“O Norte e o desenvolvimento nacional”

A CCDR-N comunicou em final de Novembro que “dada a dimensão económica da região do Norte, esta região foi o principal motor de crescimento da produtividade em Portugal”, na qualidade de responsável pelo relatório trimestral que completa 10 anos. Os dados são inequívocos e insuspeitos quanto ao mérito da região Norte, e do Distrito do Porto em particular, sobretudo no crescimento verificado entre 2011 e 2015, período de governação liderada pelo Dr. Pedro Passos Coelho.

Aos desafios impostos por um resgate financeiro do País, a juntar ao atraso progressivo verificado ao longo de décadas de perda de competitividade e desigualdade inter-regional de oportunidades, o Norte deixou inequívoca a sua força empreendedora e o caráter da sua Gente.

O referido relatório chega mesmo a evidenciar que a produtividade aparente do trabalho era, em 2015 e na Região do Norte, a quarta maior em Portugal, tendo aumentado 6,5% entre 2008-2015, acima da média nacional.

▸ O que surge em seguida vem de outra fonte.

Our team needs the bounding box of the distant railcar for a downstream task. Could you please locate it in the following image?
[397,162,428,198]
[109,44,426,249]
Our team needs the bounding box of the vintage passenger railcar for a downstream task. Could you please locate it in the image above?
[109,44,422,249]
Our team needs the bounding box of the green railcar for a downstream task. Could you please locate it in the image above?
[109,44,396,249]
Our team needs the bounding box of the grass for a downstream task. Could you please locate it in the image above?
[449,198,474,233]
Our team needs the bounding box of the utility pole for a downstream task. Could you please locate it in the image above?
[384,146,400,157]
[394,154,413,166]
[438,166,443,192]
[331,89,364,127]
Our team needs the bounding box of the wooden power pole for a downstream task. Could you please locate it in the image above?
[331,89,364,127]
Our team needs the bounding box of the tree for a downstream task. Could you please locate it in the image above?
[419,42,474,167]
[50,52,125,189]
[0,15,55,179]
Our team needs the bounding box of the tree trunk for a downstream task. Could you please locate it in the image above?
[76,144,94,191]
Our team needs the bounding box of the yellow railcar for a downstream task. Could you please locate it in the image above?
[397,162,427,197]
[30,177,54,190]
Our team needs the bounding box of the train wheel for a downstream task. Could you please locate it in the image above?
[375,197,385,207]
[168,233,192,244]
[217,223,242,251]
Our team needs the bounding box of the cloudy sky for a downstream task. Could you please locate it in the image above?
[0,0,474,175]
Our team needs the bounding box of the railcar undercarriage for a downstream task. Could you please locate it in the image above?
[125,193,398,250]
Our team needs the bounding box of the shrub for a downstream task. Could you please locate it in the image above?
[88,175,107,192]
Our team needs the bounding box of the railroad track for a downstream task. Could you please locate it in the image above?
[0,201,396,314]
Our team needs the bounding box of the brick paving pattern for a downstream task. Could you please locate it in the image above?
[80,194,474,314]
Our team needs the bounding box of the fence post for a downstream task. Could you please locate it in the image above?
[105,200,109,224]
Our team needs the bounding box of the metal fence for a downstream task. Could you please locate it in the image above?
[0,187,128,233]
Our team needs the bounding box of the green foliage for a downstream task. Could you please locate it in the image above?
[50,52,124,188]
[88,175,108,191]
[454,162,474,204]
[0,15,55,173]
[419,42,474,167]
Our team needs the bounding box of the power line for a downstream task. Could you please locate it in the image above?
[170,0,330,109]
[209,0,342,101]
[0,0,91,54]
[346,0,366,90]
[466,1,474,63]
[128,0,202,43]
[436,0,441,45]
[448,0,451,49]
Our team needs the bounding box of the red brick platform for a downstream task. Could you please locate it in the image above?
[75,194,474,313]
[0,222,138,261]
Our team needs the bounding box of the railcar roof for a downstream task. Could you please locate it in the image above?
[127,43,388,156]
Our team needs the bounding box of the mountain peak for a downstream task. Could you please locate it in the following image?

Atualmente, em contexto de declarada ostracização territorial e discriminação regional do Norte, tem este relatório particular importância para reforçar a importância do Governo vir ao terreno conhecer as Pessoas e as razões destas reclamarem o cumprimento de compromissos assumidos por parte do Estado.

E deve o Governo entender de forma clara e transparente que as Pessoas do Norte apenas exigem o que Lhes é devido e assegurado, mas inexplicavelmente retirado  nos últimos meses: ligação do metro Ismai-Trofa, IC35, alargamento da EN14, IP3, presença da TAP no aeroporto Francisco Sá Carneiro, Porto de Leixões (terminal de águas profundas).

De forma discricionária, arrepiada de qualquer sentido de Estado e de responsabilidade, os projetos acima identificados foram “congelados” mesmo sabendo-se que são críticos para a recuperação da região e para a coesão social local. Apesar de terem, por diversas vezes, sido denunciadas pelo PSD/Porto estas opções, a realidade visível é que a sua execução foi “esquecida” pelo governo PS-PCP-BE sem explicações, e o único aparente desmérito encontrado é terem sido concebidos e iniciados por outros governantes!

 

O Norte, suas Pessoas, Instituições e Empresas, não beneficiam de “economias vazias de valor”, evolução do PIB assente em enganoso “crescimento” económico nominal (suportado pelo consumo interno, inflação e endividamento). E muito menos recolhem qualquer proveito de medidas fiscais direcionadas a grandes empresas, como sejam as medidas de “participation exemption” previstas no OE 2017, apenas válidas para bancos e grandes instituições financeiras…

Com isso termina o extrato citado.